Key Factors – Buried vs Aerial Fiber Installations

Both Infrastructures have key factors which play vital roles to consider before Fiber installations can be implemented. Some of the first steps are geological surveys of the area and what types of infrastructures are already in place (Example – Poles which housed older cabling technologies) Fiber installations can become very costly when planning is not done correctly. Companies try to avoid this so they can bring more reliable and affordable Fiber to new areas. Let’s have a closer look at the key factors between Buried vs Aerial Fiber Installations

Buried / Underground Fiber Installations Key Factors

As the Fiber cabling is buried, the earth becomes a natural defensive layer to any above surface hazards like fires, snow, ice, wind and animals. Normally more expensive to implement, but 10 times more reliable compared to Aerial Installations. Some of the common methods used for underground Fiber installations are Direct Buried, Micro Trenching and Cable Jetting.  The cabling is also out of sight and has no visual impact on the environment. There is however a downside to this – Any future projects involving below surface work need to be aware of the route and depth used when the Fiber infrastructure was installed. Damages could be very costly if careful planning is not made before hand.

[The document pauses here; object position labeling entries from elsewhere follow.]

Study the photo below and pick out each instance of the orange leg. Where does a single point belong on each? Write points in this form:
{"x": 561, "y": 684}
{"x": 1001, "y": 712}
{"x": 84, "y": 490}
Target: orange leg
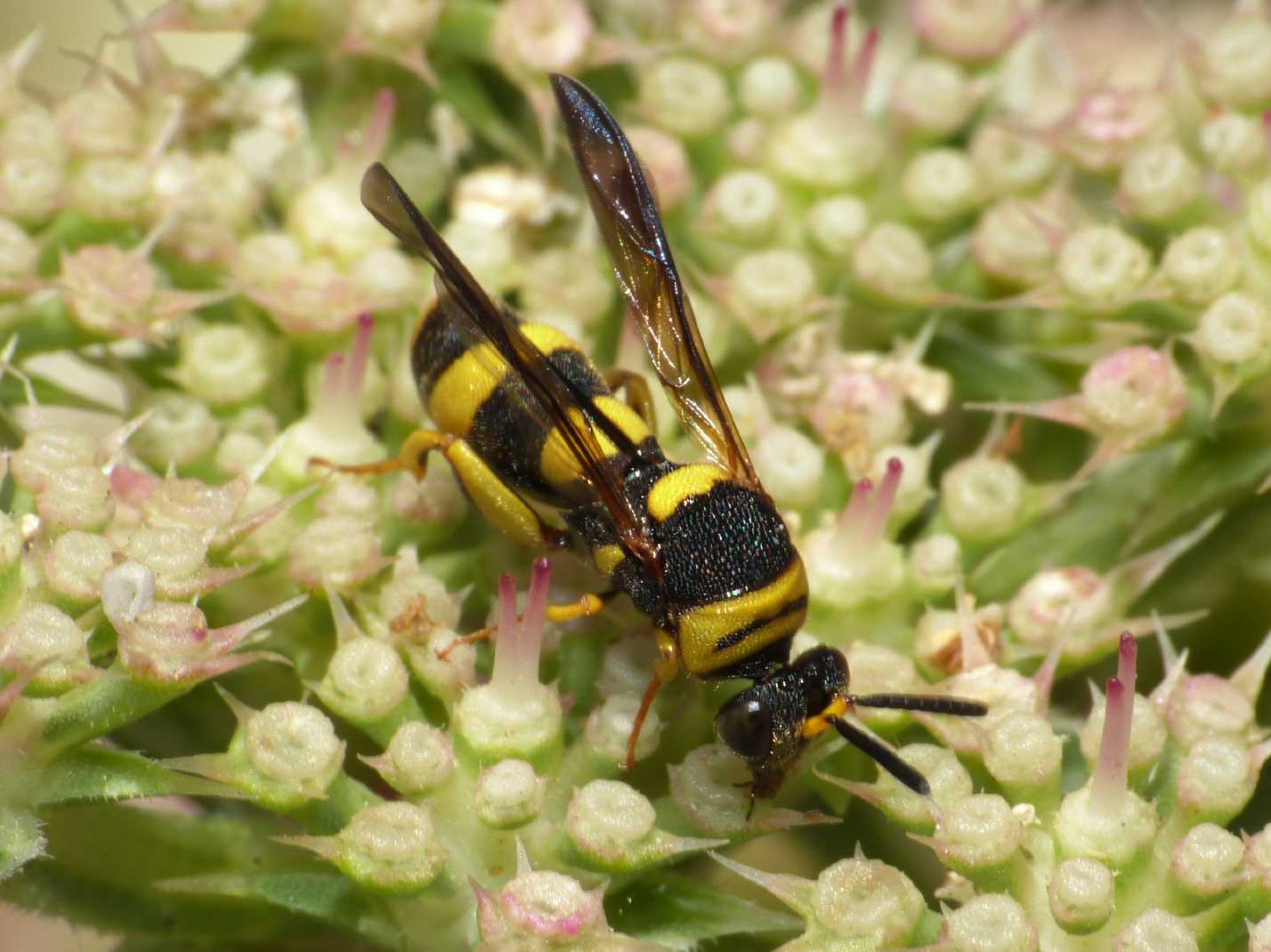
{"x": 664, "y": 670}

Aerial Fiber Installations Key Factors

Aerial fiber installations are mostly used in rocky and uneven terrains, where the cost of digging would be too expensive. An aerial route is laid out where the Fiber cables are installed onto poles. Most urban and rural areas already have some sort of pole infrastructure in place (which, if available for use) cuts costs and installation times. Where no pole system is available, new poles are constructed. Support strand cables are connected between poles to which the Fiber cable is lashed later during installation. Aerial installations are vulnerable to weather and animals like wind, fire, ice, snow and birds. They however, are easier to repair as it’s visually visible to see where the cable has been damaged.

Some Fiber installations make use of both methods to cater to customers situated in rural areas.